Sampaikan Hasil Rakor, KPA Buntok Harapkan Semua Bergerak Cepat

Dari kiri: Pansek (Drs. H. Saiful Anshari), Ketua (Drs. Hasanuddin, MH.) dan Wakil Ketua (Drs. M. Najamudin, MHI.)
Buntok | pa-buntok.go.id
Setelah sebelumnya mengikuti Rapat Koordinasi di PTA Palangka Raya, Ketua PA Buntok, Drs. Hasanuddin, MH. langsung menggelar Rakor intern pada hari Kamis (14 Maret 2014). Kegiatan ini diikuti oleh seluruh hakim dan pegawai PA Buntok.

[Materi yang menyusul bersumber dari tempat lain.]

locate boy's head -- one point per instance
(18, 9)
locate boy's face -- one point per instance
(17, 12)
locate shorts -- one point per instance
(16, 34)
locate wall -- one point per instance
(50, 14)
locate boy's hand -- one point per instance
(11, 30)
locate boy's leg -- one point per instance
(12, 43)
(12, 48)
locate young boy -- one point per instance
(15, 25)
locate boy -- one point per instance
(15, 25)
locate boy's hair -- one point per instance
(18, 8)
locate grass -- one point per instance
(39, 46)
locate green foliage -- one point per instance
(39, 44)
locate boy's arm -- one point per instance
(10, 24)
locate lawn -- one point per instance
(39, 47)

Menurut KPA Buntok, agenda utama kali ini adalah penyampaian hasil rakor di PTA Palangka Raya yang diikuti oleh Ketua dan Pansek 2 hari sebelumnya. “Sesuai dengan amanat KPTA Palangka Raya, Drs. H. Abdul Halim Syahran, SH., MH. yang menginginkan agar hasil rakor ini segera disampaikan kepada jajaran di satker-nya masing-masing”, ungkap Hasanuddin.
Beberapa point penting yang disampaikan oleh KPA Buntok antara lain, mengenai PERMA No. 1 Tahun 2014 tentang Pedoman Pemberian Layanan Hukum bagi Masyarakat Tidak Mampu di Pengadilan, peningkatan kualitas pelayanan publik, pelayanan terpadu, penyampaian berkas banding dan kasasi serta beberapa hal lain yang berkaitan erat dengan tugas pokok dan fungsi peradilan.
Materi lain yang disampaikan dan tidak kalah penting adalah hasil monitoring dari koordinator binwas PTA Palangka Raya, Drs. H. Ahmad, SH., MH. mengenai keaktifan seluruh satker dalam menginput data-data pada SIADPA Plus dan SIMPEG. Menurut Ahmad, di zaman yang serba teknologi ini, dengan adanya SIADPA Plus dan SIMPEG tentu akan sangat membantu tugas kita sehari-hari.
Untuk itu beliau berharap agar seluruh satker di lingkungan PTA Palangka Raya dapat aktif dan rutin menginput data-data tersebut. Karena, peringkat PTA Palangka Raya secara nasional sangat dipengaruhi oleh kinerja Pengadilan Agama di bawahnya.

Hakim dan pegawai PA Buntok menyimak penyampaian hasil rakor
Di akhir acara, KPA Buntok berharap agar seluruh unit dapat bergerak cepat mempelajari informasi-informasi baru yang telah disampaikan. Dan beliau juga menginginkan agar kekurangan-kekurangan yang masih ada segera dibenahi, kita tidak ingin berada dalam catatan merah PTA Palangka Raya, tutup beliau. by hamid.